Belmont Mayor Stan Sobel reacted to the news later Tuesday. He said the village will not give up.

“It saddens me this is all going on,” he said. “This is a speed-bump. It won’t be the end of the process. We’ll take a little longer to get to the actual abatement of the asbestos.”

Sobel said he has spoken to T.J. Schultz, the village attorney, who will seek out legal remedies. He also commended the land bank and its leadership for their continued efforts on behalf of the project.

“I really have to hand it to Kathy Kelich,” he said. “I really feel happy that Kathy’s become an advocate for our community on this situation, because without her, none of this would have even begun. We were totally outside the ball park on money to ever handle any of this until she offered some assistance. We didn’t know what to do.

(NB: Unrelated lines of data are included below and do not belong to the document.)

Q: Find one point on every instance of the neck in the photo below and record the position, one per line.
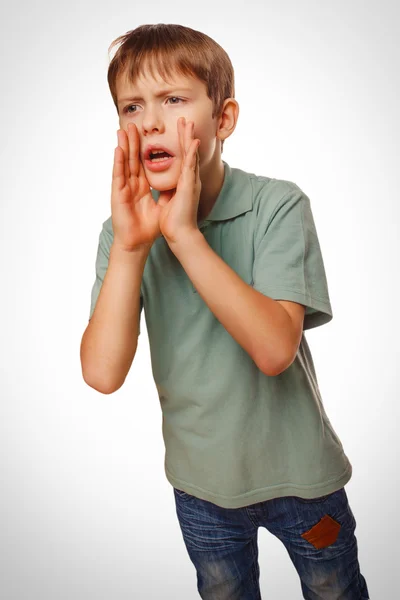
(212, 179)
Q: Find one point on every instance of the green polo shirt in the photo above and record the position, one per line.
(233, 435)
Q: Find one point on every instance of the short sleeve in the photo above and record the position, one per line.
(288, 263)
(103, 253)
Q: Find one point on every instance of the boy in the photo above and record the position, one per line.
(228, 268)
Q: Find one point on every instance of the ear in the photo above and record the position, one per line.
(227, 121)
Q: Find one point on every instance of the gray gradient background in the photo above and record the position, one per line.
(86, 511)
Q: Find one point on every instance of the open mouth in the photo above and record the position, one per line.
(158, 156)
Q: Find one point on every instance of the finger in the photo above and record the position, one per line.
(133, 159)
(118, 174)
(192, 156)
(189, 135)
(181, 125)
(123, 143)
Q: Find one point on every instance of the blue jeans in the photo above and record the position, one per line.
(318, 535)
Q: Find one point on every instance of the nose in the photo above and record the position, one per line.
(152, 121)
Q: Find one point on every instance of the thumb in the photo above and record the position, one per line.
(165, 197)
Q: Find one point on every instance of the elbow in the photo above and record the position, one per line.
(102, 386)
(278, 364)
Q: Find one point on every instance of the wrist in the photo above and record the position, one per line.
(126, 255)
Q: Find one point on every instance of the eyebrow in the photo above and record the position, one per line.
(158, 95)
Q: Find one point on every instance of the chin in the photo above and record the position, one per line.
(162, 181)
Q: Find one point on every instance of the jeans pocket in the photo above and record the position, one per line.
(182, 495)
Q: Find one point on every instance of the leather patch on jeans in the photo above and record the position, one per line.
(324, 533)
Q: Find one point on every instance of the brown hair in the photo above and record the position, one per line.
(172, 48)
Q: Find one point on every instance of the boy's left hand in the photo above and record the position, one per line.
(178, 216)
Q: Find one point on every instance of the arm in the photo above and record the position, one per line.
(109, 342)
(268, 332)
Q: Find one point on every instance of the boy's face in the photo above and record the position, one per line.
(156, 115)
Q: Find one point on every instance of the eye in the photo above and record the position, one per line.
(175, 98)
(126, 109)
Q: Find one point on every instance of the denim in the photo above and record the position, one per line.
(222, 545)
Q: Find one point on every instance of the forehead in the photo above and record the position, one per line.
(145, 82)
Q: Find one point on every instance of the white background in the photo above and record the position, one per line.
(86, 511)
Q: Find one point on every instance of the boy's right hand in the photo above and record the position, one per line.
(135, 214)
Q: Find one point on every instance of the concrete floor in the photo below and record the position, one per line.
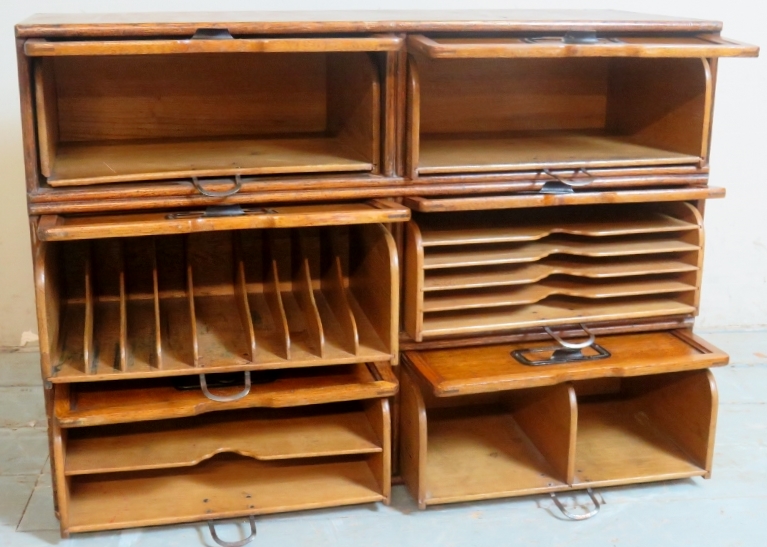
(724, 511)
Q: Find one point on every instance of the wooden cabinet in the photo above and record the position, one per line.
(238, 223)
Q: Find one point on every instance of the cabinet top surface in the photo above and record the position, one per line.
(148, 24)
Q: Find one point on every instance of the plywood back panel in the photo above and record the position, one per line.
(488, 95)
(176, 96)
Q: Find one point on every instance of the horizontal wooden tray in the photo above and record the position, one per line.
(554, 46)
(263, 434)
(65, 228)
(221, 488)
(492, 368)
(89, 404)
(441, 154)
(38, 47)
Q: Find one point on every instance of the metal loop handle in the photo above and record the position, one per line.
(240, 543)
(573, 345)
(572, 182)
(582, 516)
(219, 398)
(226, 193)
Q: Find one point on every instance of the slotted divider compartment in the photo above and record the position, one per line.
(485, 115)
(225, 300)
(119, 118)
(302, 439)
(489, 271)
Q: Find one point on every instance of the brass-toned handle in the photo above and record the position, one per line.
(240, 543)
(226, 193)
(222, 399)
(582, 516)
(572, 345)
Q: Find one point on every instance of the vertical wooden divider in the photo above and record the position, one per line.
(377, 411)
(190, 299)
(549, 417)
(123, 343)
(241, 293)
(334, 290)
(273, 296)
(302, 288)
(157, 317)
(88, 355)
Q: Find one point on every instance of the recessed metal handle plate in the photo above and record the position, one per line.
(221, 398)
(240, 543)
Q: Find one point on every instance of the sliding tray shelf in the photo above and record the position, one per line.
(212, 295)
(144, 110)
(328, 444)
(510, 103)
(482, 272)
(478, 424)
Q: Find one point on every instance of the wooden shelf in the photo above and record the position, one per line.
(482, 369)
(76, 164)
(500, 276)
(442, 154)
(264, 434)
(98, 403)
(553, 311)
(220, 488)
(480, 452)
(531, 294)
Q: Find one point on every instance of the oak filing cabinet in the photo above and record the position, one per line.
(250, 232)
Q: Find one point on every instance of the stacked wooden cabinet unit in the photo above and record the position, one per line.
(223, 213)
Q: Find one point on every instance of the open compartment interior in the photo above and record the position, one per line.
(117, 118)
(510, 114)
(225, 464)
(486, 446)
(487, 271)
(221, 300)
(657, 427)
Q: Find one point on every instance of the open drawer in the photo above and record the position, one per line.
(148, 110)
(521, 103)
(477, 272)
(328, 443)
(229, 297)
(559, 437)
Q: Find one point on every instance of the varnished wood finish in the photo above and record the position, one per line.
(477, 121)
(492, 368)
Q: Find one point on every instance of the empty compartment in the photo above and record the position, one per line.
(647, 428)
(489, 271)
(117, 118)
(221, 300)
(224, 487)
(485, 446)
(521, 114)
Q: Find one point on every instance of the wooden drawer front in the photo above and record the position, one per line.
(228, 463)
(482, 272)
(561, 437)
(120, 117)
(470, 116)
(216, 301)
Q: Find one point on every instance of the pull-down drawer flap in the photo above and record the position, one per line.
(63, 228)
(211, 42)
(581, 44)
(494, 368)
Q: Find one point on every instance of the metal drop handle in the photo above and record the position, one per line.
(226, 193)
(572, 181)
(240, 543)
(573, 345)
(582, 516)
(222, 399)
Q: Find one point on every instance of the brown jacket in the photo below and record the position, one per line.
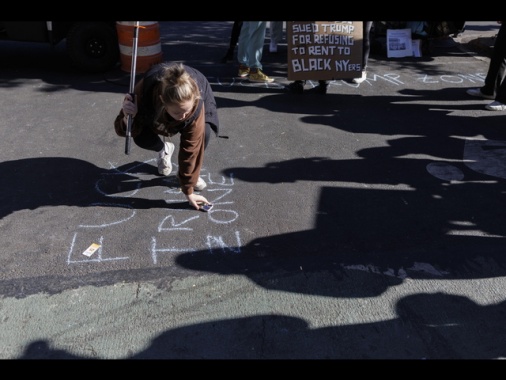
(192, 130)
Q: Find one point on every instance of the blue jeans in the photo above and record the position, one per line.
(251, 43)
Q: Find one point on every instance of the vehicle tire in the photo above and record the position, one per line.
(93, 46)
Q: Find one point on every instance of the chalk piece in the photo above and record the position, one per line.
(91, 249)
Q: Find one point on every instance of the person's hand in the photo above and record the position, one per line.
(129, 107)
(193, 199)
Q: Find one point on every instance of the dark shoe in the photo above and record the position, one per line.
(321, 89)
(296, 87)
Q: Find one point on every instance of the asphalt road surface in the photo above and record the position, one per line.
(367, 223)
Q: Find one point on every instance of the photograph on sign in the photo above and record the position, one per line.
(399, 43)
(324, 50)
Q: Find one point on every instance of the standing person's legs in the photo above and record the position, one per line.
(242, 50)
(275, 34)
(366, 48)
(234, 38)
(256, 43)
(367, 43)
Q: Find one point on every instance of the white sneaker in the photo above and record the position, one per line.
(164, 159)
(361, 79)
(477, 92)
(496, 106)
(273, 47)
(201, 185)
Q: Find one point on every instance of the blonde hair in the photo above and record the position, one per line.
(177, 86)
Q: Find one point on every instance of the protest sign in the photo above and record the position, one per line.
(324, 50)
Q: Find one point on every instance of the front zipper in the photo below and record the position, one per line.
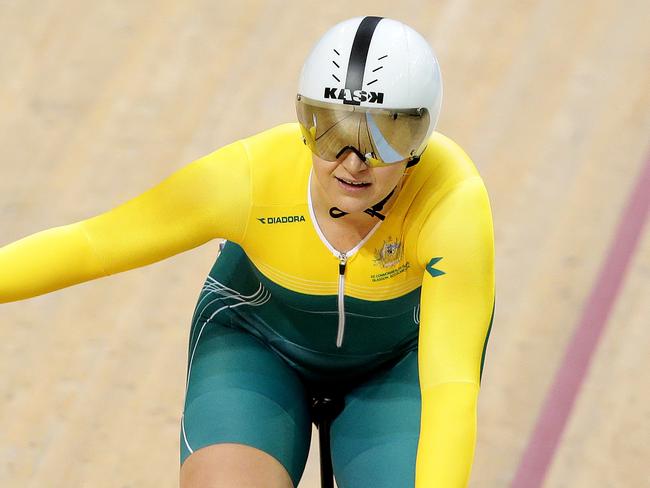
(342, 263)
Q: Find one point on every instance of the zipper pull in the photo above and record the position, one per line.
(343, 259)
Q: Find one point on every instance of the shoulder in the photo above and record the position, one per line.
(444, 159)
(278, 159)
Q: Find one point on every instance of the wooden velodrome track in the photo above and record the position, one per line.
(101, 100)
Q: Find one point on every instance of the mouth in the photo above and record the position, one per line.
(351, 184)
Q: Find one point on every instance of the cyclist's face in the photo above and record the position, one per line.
(378, 182)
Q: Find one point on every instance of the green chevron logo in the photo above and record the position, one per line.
(432, 271)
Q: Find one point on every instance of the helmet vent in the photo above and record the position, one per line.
(337, 65)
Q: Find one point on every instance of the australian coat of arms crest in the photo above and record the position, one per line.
(390, 253)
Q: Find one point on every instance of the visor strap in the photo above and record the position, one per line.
(336, 212)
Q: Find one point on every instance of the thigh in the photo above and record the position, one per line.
(374, 439)
(240, 391)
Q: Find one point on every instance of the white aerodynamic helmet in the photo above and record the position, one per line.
(372, 85)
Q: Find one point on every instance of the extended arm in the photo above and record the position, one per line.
(207, 198)
(456, 310)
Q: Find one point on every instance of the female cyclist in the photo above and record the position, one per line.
(358, 261)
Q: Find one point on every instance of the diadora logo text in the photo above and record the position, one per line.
(354, 95)
(289, 219)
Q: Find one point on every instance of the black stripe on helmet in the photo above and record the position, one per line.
(358, 55)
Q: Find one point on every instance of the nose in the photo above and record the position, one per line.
(352, 162)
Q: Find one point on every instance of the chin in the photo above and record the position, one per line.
(352, 205)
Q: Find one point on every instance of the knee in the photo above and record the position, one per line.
(233, 466)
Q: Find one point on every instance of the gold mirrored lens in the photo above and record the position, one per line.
(382, 136)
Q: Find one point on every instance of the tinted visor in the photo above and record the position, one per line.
(379, 136)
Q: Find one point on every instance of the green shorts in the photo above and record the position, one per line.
(239, 390)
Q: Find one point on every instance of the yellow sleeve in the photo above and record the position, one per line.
(207, 198)
(456, 245)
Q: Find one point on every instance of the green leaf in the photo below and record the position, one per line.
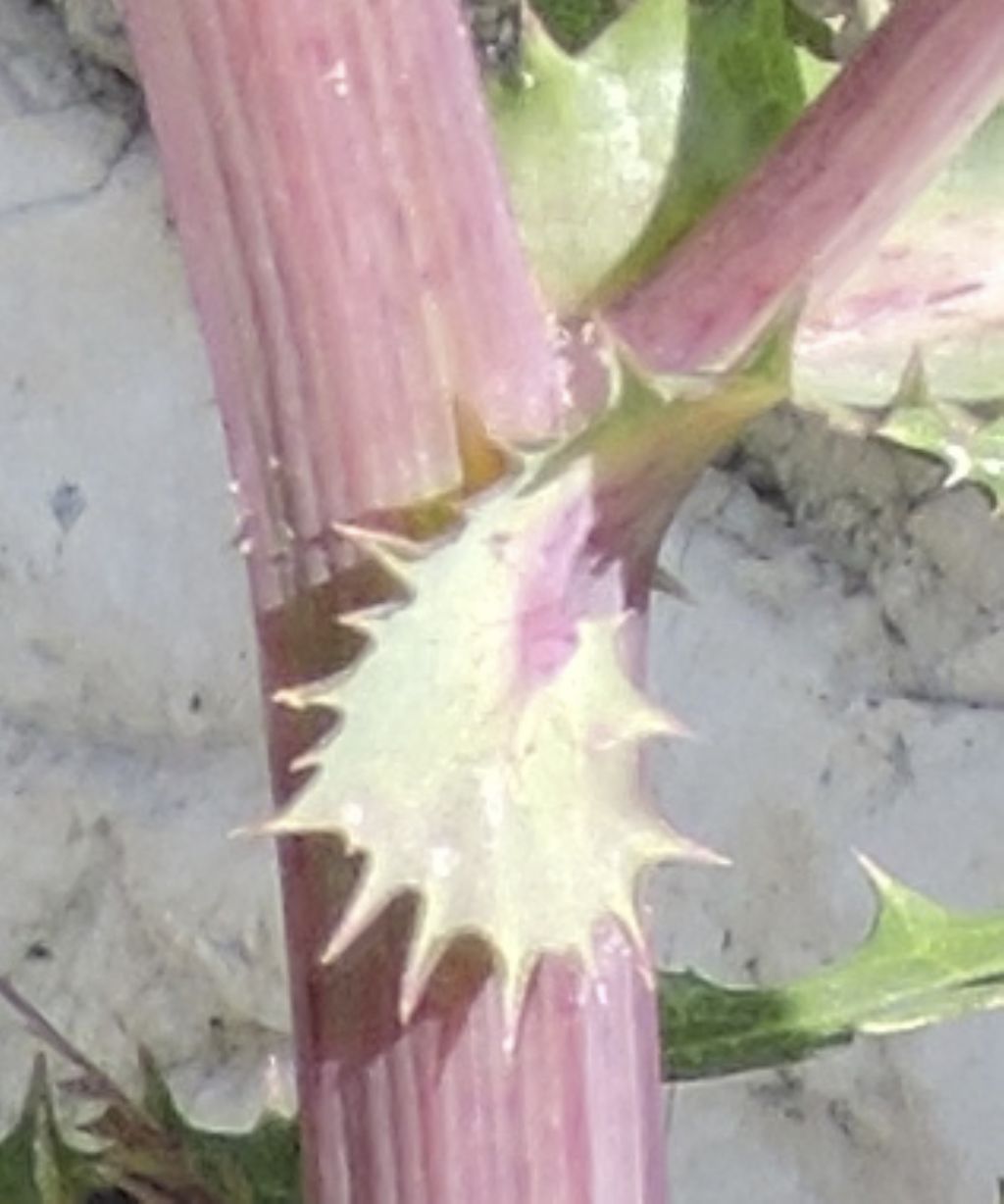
(743, 89)
(36, 1166)
(613, 154)
(146, 1150)
(970, 439)
(920, 965)
(586, 141)
(575, 23)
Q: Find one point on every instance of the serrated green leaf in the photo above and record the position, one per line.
(147, 1150)
(575, 23)
(934, 285)
(920, 965)
(585, 142)
(743, 89)
(968, 439)
(153, 1144)
(617, 151)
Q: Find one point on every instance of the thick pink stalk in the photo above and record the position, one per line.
(829, 189)
(359, 278)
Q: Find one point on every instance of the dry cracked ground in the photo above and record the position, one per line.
(843, 665)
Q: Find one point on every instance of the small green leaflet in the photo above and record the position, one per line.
(36, 1166)
(920, 965)
(147, 1151)
(970, 439)
(617, 151)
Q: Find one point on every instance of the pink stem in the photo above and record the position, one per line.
(359, 277)
(829, 189)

“We’re all on the same page. It’ll just take a little longer. I’m sure we’re going to get there.”

Sobel reiterated there are safety concerns about the structure, with children playing on a nearby playground and for the public in general.

This also means setting the bidding process back to square one.

“We already advertised … for bids on abatement, and we’ve got those coming in and we were supposed to on Monday … have a meeting to open up the bids. So on that Monday, we won’t be opening up bids,” he said. “This is going to be a slow process, and I don’t at this point have any idea of timeline, but we’re hoping we can still get this done this calendar year.”

Sobel is not seeking re-election in November. He will step down as mayor at the end of the year. A lone candidate, Ronald L. Woods, is on the ballot seeking the post.

The land bank will meet again at 9 a.m. Oct. 31 at the courthouse at 100 W. Main St., St. Clairsville.